As a practicing primary care physician, SPIA alumnus Dr. Deep Shah (AB ’08) is on the front lines of the COVID pandemic. He practices at Gwinnett Clinic, founded in 1983 in his hometown of Lawrenceville, with 18 metro Atlanta locations.
March 2020 introduced the well-regarded practice to a new era, as its longtime tradition of on-the-spot community care was challenged by COVID-related safety considerations and the practical and economic ramifications of the pandemic response.
“The pandemic is revealing that we’ve severely underinvested in primary care and public health––two sides of the same coin,” said Shah.
His office struggled to navigate conflicting COVID-19 protocols, changes to CDC recommendations, and a dearth of personal protective equipment (PPE), all while remaining responsive to the needs and fears of patients and staff. A July 2020 study in the Journal of the American Board of Family Medicine reported that primary care workers may face the highest risk of dying from COVID among medical personnel, as they have less access to proper PPE than frontline hospital staff.[1]
Shah’s practice remained open to patients throughout, though with reduced hours to allow for social distancing and cleaning. Patients are screened before entering, and those presenting with fever or respiratory complaints are seen virtually to ensure a sterile environment. Gwinnett Clinic partners with county health departments to coordinate testing and vaccination.
Meanwhile, primary care practices all over the nation have reported challenges to viability. Declining revenue caused financial stresses, school closures brought on staffing challenges, and the sudden vital nature of telehealth made technological equipment and training an immediate priority.
The COVID national public health emergency has vaulted the practice of telehealth to the forefront of the community response. To assist with these monumental changes, the HHS Office for Civil Rights (OCR) has issued guidance for providers and relaxed HIPAA regulations, so that physicians may, in good faith, provide telehealth services to patients using remote communication technologies, such as FaceTime, Facebook Messenger, Google Hangouts, Zoom, or Skype for telehealth services, even if the application itself does not fully comply with HIPAA rules.
“Like most groups,” said Shah, “we rapidly adopted and implemented telemedicine across our 18 clinics when leadership was trying to wrap its head around how to safely take care of patients in the office. At one point, we saw over 80% of patients using a telemedicine platform or the phone.”
Along with concerns over patient privacy, telemedicine comes with predictable drawbacks. “We’re still learning about the strengths and limitations of telemedicine. Some of the positives are obvious in terms of decreased exposure risk, but the downsides are also evident – we can’t examine the patient or perform any basic tests. But as things stand, at least in our patient population, patients still want to come into the office if we think it’s safe for them to do so.”
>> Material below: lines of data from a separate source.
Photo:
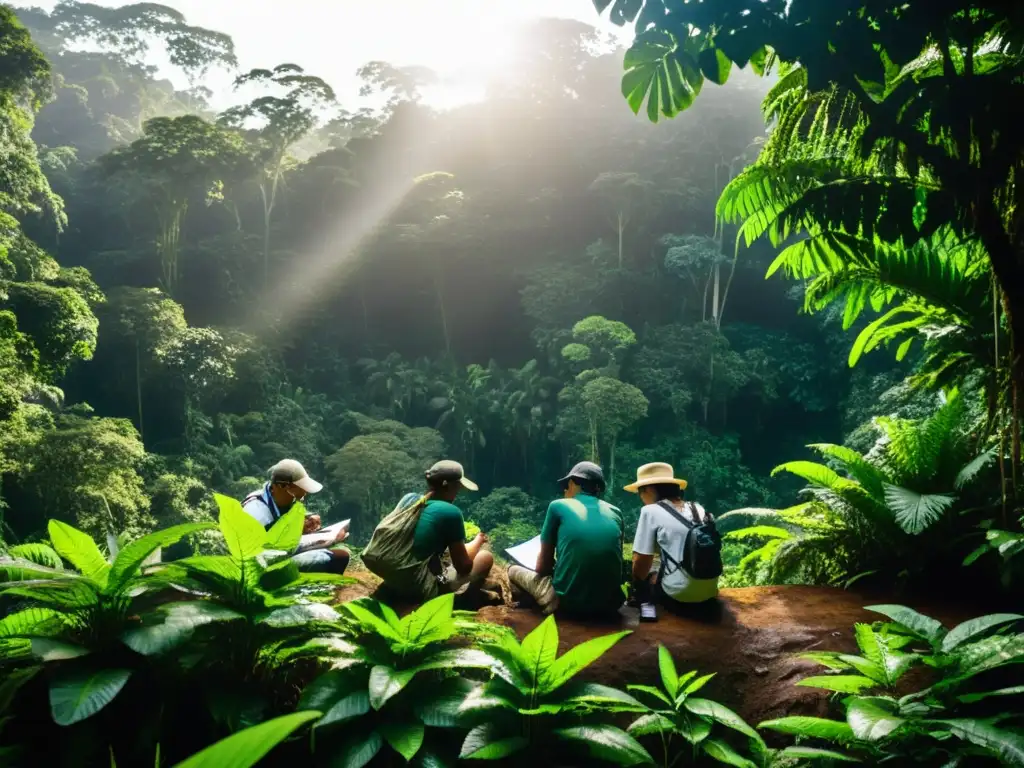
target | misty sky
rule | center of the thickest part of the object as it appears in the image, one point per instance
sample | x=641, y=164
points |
x=461, y=39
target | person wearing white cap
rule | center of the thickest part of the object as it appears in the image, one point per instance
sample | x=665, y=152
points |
x=684, y=535
x=290, y=483
x=406, y=548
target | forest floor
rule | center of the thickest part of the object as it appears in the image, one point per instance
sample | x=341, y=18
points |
x=752, y=643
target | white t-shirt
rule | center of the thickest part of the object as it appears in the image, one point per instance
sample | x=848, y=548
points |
x=658, y=530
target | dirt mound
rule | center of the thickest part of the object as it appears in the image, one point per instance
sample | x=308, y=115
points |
x=751, y=644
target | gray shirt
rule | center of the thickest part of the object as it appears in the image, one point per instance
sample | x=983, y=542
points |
x=265, y=510
x=658, y=530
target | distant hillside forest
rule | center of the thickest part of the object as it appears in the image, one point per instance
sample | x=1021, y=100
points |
x=517, y=284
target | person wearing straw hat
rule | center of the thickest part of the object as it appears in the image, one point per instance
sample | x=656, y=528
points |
x=683, y=534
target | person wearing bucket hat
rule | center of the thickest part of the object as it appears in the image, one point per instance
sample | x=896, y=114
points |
x=407, y=547
x=682, y=532
x=289, y=484
x=579, y=568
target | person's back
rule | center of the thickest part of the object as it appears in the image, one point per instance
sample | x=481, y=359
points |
x=658, y=526
x=588, y=538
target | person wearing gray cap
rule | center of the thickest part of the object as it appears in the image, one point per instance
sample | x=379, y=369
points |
x=580, y=566
x=289, y=484
x=406, y=548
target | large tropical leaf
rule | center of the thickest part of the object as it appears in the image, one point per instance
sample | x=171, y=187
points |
x=77, y=694
x=970, y=630
x=914, y=511
x=872, y=718
x=180, y=621
x=246, y=749
x=606, y=743
x=578, y=657
x=662, y=71
x=79, y=549
x=131, y=557
x=243, y=534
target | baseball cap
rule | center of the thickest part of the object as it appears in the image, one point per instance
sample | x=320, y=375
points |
x=585, y=471
x=448, y=468
x=289, y=470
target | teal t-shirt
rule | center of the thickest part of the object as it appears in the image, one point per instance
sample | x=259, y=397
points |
x=588, y=538
x=439, y=524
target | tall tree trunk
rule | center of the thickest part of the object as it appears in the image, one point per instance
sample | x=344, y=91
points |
x=622, y=228
x=439, y=289
x=138, y=389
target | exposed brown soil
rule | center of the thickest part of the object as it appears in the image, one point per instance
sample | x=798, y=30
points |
x=751, y=645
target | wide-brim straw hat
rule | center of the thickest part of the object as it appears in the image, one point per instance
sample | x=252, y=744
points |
x=656, y=473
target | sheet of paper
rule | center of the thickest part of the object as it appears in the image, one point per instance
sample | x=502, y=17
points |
x=326, y=536
x=525, y=553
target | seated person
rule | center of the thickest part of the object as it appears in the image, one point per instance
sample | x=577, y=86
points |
x=579, y=570
x=406, y=549
x=665, y=525
x=289, y=484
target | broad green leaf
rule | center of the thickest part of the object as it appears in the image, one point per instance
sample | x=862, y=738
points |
x=247, y=748
x=872, y=718
x=721, y=752
x=594, y=694
x=39, y=554
x=370, y=622
x=922, y=626
x=243, y=534
x=696, y=685
x=914, y=511
x=577, y=658
x=79, y=549
x=839, y=683
x=442, y=708
x=715, y=66
x=287, y=531
x=489, y=742
x=649, y=724
x=811, y=753
x=540, y=648
x=385, y=682
x=302, y=613
x=972, y=697
x=344, y=709
x=430, y=623
x=131, y=557
x=404, y=738
x=651, y=691
x=670, y=678
x=605, y=742
x=31, y=623
x=179, y=623
x=1006, y=744
x=830, y=730
x=53, y=650
x=720, y=714
x=694, y=729
x=358, y=751
x=76, y=695
x=968, y=631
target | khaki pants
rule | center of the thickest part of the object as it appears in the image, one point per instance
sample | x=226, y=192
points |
x=538, y=587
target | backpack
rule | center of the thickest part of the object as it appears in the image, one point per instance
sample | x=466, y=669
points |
x=701, y=548
x=389, y=553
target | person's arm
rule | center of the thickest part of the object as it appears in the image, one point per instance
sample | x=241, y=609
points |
x=644, y=546
x=549, y=538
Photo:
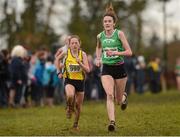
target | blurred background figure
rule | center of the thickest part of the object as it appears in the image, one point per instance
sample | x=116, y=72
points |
x=140, y=74
x=4, y=77
x=154, y=73
x=177, y=72
x=18, y=75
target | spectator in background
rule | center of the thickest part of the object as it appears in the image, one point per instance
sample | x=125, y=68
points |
x=38, y=91
x=4, y=75
x=140, y=74
x=177, y=72
x=17, y=74
x=154, y=73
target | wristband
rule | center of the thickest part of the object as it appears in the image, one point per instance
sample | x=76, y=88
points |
x=58, y=72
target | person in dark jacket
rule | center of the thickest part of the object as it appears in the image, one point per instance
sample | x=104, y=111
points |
x=17, y=74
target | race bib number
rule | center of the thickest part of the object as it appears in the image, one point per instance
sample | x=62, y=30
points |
x=109, y=49
x=74, y=68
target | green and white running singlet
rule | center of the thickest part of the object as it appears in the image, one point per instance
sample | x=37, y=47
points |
x=112, y=43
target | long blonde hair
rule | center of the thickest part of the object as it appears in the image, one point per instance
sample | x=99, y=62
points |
x=110, y=12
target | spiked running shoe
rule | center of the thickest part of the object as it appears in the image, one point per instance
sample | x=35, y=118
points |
x=111, y=126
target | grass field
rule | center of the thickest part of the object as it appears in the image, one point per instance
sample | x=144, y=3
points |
x=148, y=114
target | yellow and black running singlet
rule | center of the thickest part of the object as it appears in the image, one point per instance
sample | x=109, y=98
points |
x=72, y=69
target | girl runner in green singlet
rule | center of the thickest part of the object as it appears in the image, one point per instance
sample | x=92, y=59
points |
x=111, y=48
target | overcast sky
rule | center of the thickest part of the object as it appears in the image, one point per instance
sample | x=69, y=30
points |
x=152, y=17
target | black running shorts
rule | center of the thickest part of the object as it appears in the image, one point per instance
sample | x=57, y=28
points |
x=78, y=84
x=116, y=71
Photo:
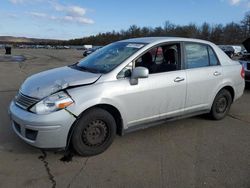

The pandemic, said Shah, has exposed weaknesses not just in the nation’s health system but in its primary care infrastructure. Shah joined two other primary care physicians in publishing “Preparing for Primary Care for COVID-20,” [2] an open letter in the Journal of General Internal Medicine, imploring policymakers to invest in pandemic preparedness, by standardizing protocols and data-sharing processes and providing more support to primary care physicians (PCPs) in the form of PPE and funding.